Peninsula Logistics v. Erb, 40 Fla. Law Weekly D601 (Fla. 5th DCA March 6, 2015):
At the time of this crash, a driver was transporting cargo for Peninsula. The plaintiffs concede that the driver was an independent contractor. Still, they argued that Peninsula was liable for the negligence based on §316.302(1)(b), which provides that all owners or drivers of commercial motor vehicles engaged in intrastate commerce are subject to rules and regulations contained in §49 CFR. 49 CFR §390.5 actually defines employee to include independent contractors.
The trial judge accepted the plaintiff’s argument regarding the vicarious liability under the federal regulations. However, because Peninsula was neither the owner nor the driver of the vehicle operated by the driver, the terms defined in chapter 316 under the section’s plain language, were not subject to federal rules or regulations.
Additionally, even if those rules and regulations applied to Peninsula due to its contractual relationship with the driver, it was not the driver’s “employer” as defined by those rules and regulations because it did not own or lease a vehicle, or assign the driver to operate it. Because Peninsula itself had no legal right to operate the vehicle, it could not “assign” any such right of operation to the driver. In this case, the vehicle was owned by a different entity that had assigned the driver to operate it and therefore, the court ordered Peninsula was entitled to final judgment.

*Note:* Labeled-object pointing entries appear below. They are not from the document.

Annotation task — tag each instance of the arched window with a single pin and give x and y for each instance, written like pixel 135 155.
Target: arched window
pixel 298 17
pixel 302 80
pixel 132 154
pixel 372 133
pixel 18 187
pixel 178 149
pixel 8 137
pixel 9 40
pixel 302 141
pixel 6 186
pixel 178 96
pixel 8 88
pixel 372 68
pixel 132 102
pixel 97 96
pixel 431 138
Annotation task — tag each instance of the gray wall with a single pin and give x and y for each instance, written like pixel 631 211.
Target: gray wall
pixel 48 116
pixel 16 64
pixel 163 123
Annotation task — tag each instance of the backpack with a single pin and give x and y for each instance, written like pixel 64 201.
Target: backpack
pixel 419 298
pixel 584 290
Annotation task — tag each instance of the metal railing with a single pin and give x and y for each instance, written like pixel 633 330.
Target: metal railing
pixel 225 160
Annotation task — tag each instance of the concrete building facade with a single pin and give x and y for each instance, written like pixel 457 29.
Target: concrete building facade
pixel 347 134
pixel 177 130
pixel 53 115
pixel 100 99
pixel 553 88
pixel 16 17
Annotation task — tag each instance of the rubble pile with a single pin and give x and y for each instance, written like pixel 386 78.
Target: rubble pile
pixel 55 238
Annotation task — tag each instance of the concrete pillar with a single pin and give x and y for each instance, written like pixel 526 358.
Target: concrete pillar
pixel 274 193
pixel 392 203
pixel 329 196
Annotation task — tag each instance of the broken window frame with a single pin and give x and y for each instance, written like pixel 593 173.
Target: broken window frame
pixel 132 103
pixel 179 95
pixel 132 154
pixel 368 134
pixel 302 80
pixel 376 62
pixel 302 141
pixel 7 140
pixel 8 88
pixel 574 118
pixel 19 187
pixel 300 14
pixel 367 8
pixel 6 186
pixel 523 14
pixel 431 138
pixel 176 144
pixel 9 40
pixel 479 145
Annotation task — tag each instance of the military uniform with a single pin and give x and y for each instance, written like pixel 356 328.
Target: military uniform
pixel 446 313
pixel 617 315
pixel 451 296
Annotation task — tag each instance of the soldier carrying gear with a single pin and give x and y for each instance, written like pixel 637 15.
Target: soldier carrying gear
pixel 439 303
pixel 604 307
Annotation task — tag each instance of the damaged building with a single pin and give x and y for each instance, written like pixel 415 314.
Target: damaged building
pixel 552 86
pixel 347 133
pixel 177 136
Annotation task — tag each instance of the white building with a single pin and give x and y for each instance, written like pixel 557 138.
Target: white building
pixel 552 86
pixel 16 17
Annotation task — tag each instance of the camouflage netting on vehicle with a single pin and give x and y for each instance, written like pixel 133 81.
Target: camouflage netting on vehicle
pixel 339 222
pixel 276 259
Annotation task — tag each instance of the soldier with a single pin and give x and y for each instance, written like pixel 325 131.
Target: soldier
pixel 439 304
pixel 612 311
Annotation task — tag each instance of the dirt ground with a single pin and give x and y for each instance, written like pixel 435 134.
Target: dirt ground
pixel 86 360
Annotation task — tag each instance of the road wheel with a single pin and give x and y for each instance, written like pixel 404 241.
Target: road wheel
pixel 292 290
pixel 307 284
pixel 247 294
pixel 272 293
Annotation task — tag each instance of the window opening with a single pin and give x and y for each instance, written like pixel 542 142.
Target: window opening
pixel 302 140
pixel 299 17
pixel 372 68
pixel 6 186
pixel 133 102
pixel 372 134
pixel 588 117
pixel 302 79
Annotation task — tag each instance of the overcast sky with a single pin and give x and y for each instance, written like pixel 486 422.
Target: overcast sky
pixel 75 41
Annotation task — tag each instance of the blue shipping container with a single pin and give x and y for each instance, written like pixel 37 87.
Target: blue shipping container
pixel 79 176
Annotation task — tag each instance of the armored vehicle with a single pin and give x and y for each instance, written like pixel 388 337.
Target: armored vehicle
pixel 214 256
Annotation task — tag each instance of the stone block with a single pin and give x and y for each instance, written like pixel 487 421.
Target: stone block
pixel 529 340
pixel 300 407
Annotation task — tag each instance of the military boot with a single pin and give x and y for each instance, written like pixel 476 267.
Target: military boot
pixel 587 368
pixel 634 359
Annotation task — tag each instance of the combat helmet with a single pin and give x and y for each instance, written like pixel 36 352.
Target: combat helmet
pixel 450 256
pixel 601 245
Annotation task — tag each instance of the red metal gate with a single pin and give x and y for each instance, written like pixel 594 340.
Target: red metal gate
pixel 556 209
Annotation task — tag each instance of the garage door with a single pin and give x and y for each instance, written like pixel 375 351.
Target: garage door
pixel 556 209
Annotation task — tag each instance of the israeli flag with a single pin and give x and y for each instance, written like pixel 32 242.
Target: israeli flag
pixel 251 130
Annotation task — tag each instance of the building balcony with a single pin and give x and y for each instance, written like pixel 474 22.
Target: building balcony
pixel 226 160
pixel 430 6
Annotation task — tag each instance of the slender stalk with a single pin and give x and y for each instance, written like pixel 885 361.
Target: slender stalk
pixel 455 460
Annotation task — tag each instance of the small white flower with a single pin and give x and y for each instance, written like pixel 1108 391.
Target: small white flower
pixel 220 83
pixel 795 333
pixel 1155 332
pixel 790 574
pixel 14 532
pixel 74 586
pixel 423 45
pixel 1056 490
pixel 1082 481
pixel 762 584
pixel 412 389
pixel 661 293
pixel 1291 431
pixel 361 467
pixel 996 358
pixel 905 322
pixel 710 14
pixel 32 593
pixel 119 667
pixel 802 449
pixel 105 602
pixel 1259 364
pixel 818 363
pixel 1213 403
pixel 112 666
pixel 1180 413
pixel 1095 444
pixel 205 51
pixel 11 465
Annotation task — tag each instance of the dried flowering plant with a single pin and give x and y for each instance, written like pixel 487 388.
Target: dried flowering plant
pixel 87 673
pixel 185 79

ERROR TO AWARD ATTORNEYS’ FEES TO DEFENDANT ON BASIS OF OFFER OF SETTLEMENT WHERE OFFER WAS AMBIGUOUS AS TO WHETHER IT WOULD PRECLUDE PLAINTIFF’S POTENTIAL UNINSURED MOTORIST AND HEALTH INSURANCE CLAIMS.
Vogan v. Cruz, 40 Fla. Law Weekly D603 (Fla. 5th DCA March 6, 2015):
The plaintiff sued the defendant and received a final judgment that was less than the proposal for settlement amount made by the defendant.
While the defendant’s offer did not require a separate release, the court found that fact not to be dispositive. Instead, in looking at the language of the offer to assess the ambiguity, the offer contained extremely broad language, which attempted to resolveall actions, causes of action, demands for damages and clearly applied to any and all claims.
The court said because the language constituted, in essence, a general release implicating claims extrinsic to the litigation, the fact that the offer did not require a separate document entitled “release” was immaterial, because the only claim involved in the underlying suit was a tort claim. Nevertheless, because the offer expressly proposed to resolve contractual and statutory claims it was ambiguous as to whether it would preclude the plaintiff’s potential uninsured, motorist and health insurance claims, and thus was not enforceable.